Die Berufsaussichten als Bohrtechniker/in sind ausgeglichen. Der Fachkräftemangel ist aktuell hoch, offene Stellen sind daher schwer zu besetzen – gut für Bewerber/innen. Viele Altersabgänge werden erwartet, wodurch zusätzliche Jobs frei werden. Langfristig schrumpft die Gesamtbeschäftigung jedoch; bis 2040 finden Arbeitgeber voraussichtlich leichter Personal, sodass die Konkurrenz steigen kann.

Welche digitalen Skills braucht man als Bohrtechniker/in?

Im Alltag spielen digitale Vermessungs- und Planungswerkzeuge eine zentrale Rolle. Du solltest 3-D-Laserscans auswerten können, mit BIM-Software und digitalen Zwillingen arbeiten sowie Bohrungen über GPS-basierte Karten und Dokumentenmanagementsysteme dokumentieren. Erfahrung mit autonomen Bohrrobotern oder Augmented-Reality-Anleitungen verschafft dir Pluspunkte.

Wie sind die Arbeitsbedingungen als Bohrtechniker/in?

Die Arbeitsbedingungen sind abwechslungsreich, aber fordernd. Du führst Bohraufsicht auf wechselnden Baustellen oder Bohrinseln, oft fern vom Wohnort, und trägst Verantwortung für Team und Sicherheit. Arbeiten im Freien bei jedem Wetter, Schutzkleidung und Schichtdienste gehören ebenso dazu wie Phasen am Bildschirm im Büro oder Homeoffice.

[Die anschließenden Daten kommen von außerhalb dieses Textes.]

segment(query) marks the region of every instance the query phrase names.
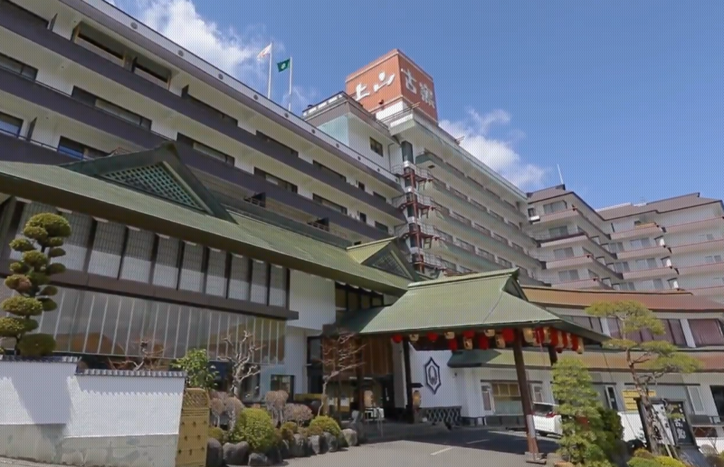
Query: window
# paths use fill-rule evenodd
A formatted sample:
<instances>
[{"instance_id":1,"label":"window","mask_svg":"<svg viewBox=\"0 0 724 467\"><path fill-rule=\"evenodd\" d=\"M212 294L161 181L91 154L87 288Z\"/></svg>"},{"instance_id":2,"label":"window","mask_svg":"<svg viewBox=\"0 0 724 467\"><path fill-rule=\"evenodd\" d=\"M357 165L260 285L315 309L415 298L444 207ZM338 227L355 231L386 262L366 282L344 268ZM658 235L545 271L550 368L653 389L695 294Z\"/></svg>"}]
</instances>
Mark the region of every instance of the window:
<instances>
[{"instance_id":1,"label":"window","mask_svg":"<svg viewBox=\"0 0 724 467\"><path fill-rule=\"evenodd\" d=\"M568 235L568 226L564 225L562 227L554 227L548 230L548 234L551 238L565 237Z\"/></svg>"},{"instance_id":2,"label":"window","mask_svg":"<svg viewBox=\"0 0 724 467\"><path fill-rule=\"evenodd\" d=\"M261 177L267 182L271 182L272 183L284 188L287 191L291 191L293 193L297 193L297 185L293 183L290 183L286 180L282 180L281 178L277 177L274 177L272 174L267 173L258 167L254 167L254 174Z\"/></svg>"},{"instance_id":3,"label":"window","mask_svg":"<svg viewBox=\"0 0 724 467\"><path fill-rule=\"evenodd\" d=\"M198 151L198 152L203 153L206 156L209 156L211 157L213 157L214 159L219 159L219 161L222 161L230 165L234 165L235 160L234 158L232 157L231 156L229 156L228 154L224 154L220 151L216 151L214 148L207 146L205 144L202 144L198 141L191 139L190 138L186 136L185 135L182 135L181 133L179 133L176 137L176 140L178 141L179 143L182 143L187 146L190 146L196 151Z\"/></svg>"},{"instance_id":4,"label":"window","mask_svg":"<svg viewBox=\"0 0 724 467\"><path fill-rule=\"evenodd\" d=\"M60 141L58 143L58 152L80 159L96 159L108 155L106 151L91 148L65 137L61 137Z\"/></svg>"},{"instance_id":5,"label":"window","mask_svg":"<svg viewBox=\"0 0 724 467\"><path fill-rule=\"evenodd\" d=\"M0 132L17 138L22 128L22 119L0 112Z\"/></svg>"},{"instance_id":6,"label":"window","mask_svg":"<svg viewBox=\"0 0 724 467\"><path fill-rule=\"evenodd\" d=\"M292 149L292 148L290 148L289 146L287 146L285 144L282 144L282 143L279 143L277 140L274 139L271 136L269 136L267 135L264 135L261 131L257 131L256 132L256 135L258 138L260 138L262 140L264 140L264 141L266 141L267 143L273 143L275 145L279 146L281 148L282 148L285 151L285 152L288 152L290 155L293 156L294 157L299 157L299 152L298 151L297 151L295 149Z\"/></svg>"},{"instance_id":7,"label":"window","mask_svg":"<svg viewBox=\"0 0 724 467\"><path fill-rule=\"evenodd\" d=\"M33 68L4 54L0 54L0 68L17 73L20 76L24 76L33 81L35 80L35 77L38 75L37 68Z\"/></svg>"},{"instance_id":8,"label":"window","mask_svg":"<svg viewBox=\"0 0 724 467\"><path fill-rule=\"evenodd\" d=\"M289 395L289 400L294 400L294 376L290 374L272 374L272 391L284 391Z\"/></svg>"},{"instance_id":9,"label":"window","mask_svg":"<svg viewBox=\"0 0 724 467\"><path fill-rule=\"evenodd\" d=\"M576 253L571 247L568 247L567 248L556 248L555 250L553 250L553 256L556 259L565 259L566 258L573 258L576 256Z\"/></svg>"},{"instance_id":10,"label":"window","mask_svg":"<svg viewBox=\"0 0 724 467\"><path fill-rule=\"evenodd\" d=\"M75 86L73 88L72 96L75 99L80 101L84 104L87 104L90 106L104 110L109 114L112 114L113 115L115 115L119 118L122 118L127 122L130 122L133 125L137 125L139 127L151 130L151 120L148 119L135 112L132 112L130 110L126 110L123 107L109 102L105 99L101 99L101 98L91 94L86 91L83 91L77 86Z\"/></svg>"},{"instance_id":11,"label":"window","mask_svg":"<svg viewBox=\"0 0 724 467\"><path fill-rule=\"evenodd\" d=\"M343 206L340 206L337 203L332 203L329 200L325 199L321 196L319 196L319 195L316 195L313 193L312 194L312 199L319 203L319 204L326 206L328 208L332 208L334 211L337 211L337 212L341 212L345 216L347 215L347 208L345 208Z\"/></svg>"},{"instance_id":12,"label":"window","mask_svg":"<svg viewBox=\"0 0 724 467\"><path fill-rule=\"evenodd\" d=\"M372 152L384 157L384 148L382 147L382 143L374 138L369 138L369 148L372 150Z\"/></svg>"},{"instance_id":13,"label":"window","mask_svg":"<svg viewBox=\"0 0 724 467\"><path fill-rule=\"evenodd\" d=\"M580 277L578 276L578 272L577 269L558 272L558 279L562 282L572 282L578 280L579 279Z\"/></svg>"},{"instance_id":14,"label":"window","mask_svg":"<svg viewBox=\"0 0 724 467\"><path fill-rule=\"evenodd\" d=\"M386 232L387 233L390 233L390 227L382 224L382 222L378 222L375 221L374 227L379 229L379 230L382 230L382 232Z\"/></svg>"},{"instance_id":15,"label":"window","mask_svg":"<svg viewBox=\"0 0 724 467\"><path fill-rule=\"evenodd\" d=\"M696 347L724 345L722 324L718 319L689 319L689 327Z\"/></svg>"},{"instance_id":16,"label":"window","mask_svg":"<svg viewBox=\"0 0 724 467\"><path fill-rule=\"evenodd\" d=\"M548 204L543 205L543 212L547 214L552 214L554 212L560 212L561 211L565 211L568 208L568 205L565 201L556 201L555 203L549 203Z\"/></svg>"}]
</instances>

Womit arbeitet man als Bohrtechniker/in?

Bohrtechniker/innen nutzen eine Mischung aus schwerem Gerät und Büro-IT. Im Feld bedienst du Tief- und Flachbohranlagen, Pumpen, Fördertechnik und GPS-Geräte. Im Büro arbeitest du mit Bohrplänen, geologischen Zeichnungen, Kostenrechnungen sowie PC, Smartphone und spezialisierter Software.

Welche Weiterbildungsmöglichkeiten gibt es als Bohrtechniker/in?

Fachkurse in Rohstoffgewinnung, Vermessungstechnik oder Geoinformationssystemen können dein Profil schärfen. Auch Vertiefungen in Geowissenschaften oder allgemeinem Tiefbau eröffnen dir neue Einsatzfelder und erhöhen deine Chancen auf Leitungsaufgaben.

Welche Aufstiegsmöglichkeiten gibt es als Bohrtechniker/in?

Mit Berufspraxis kannst du dich zum/zur Technischen Betriebswirt/in weiterqualifizieren und damit in kaufmännische Führungsfunktionen wechseln.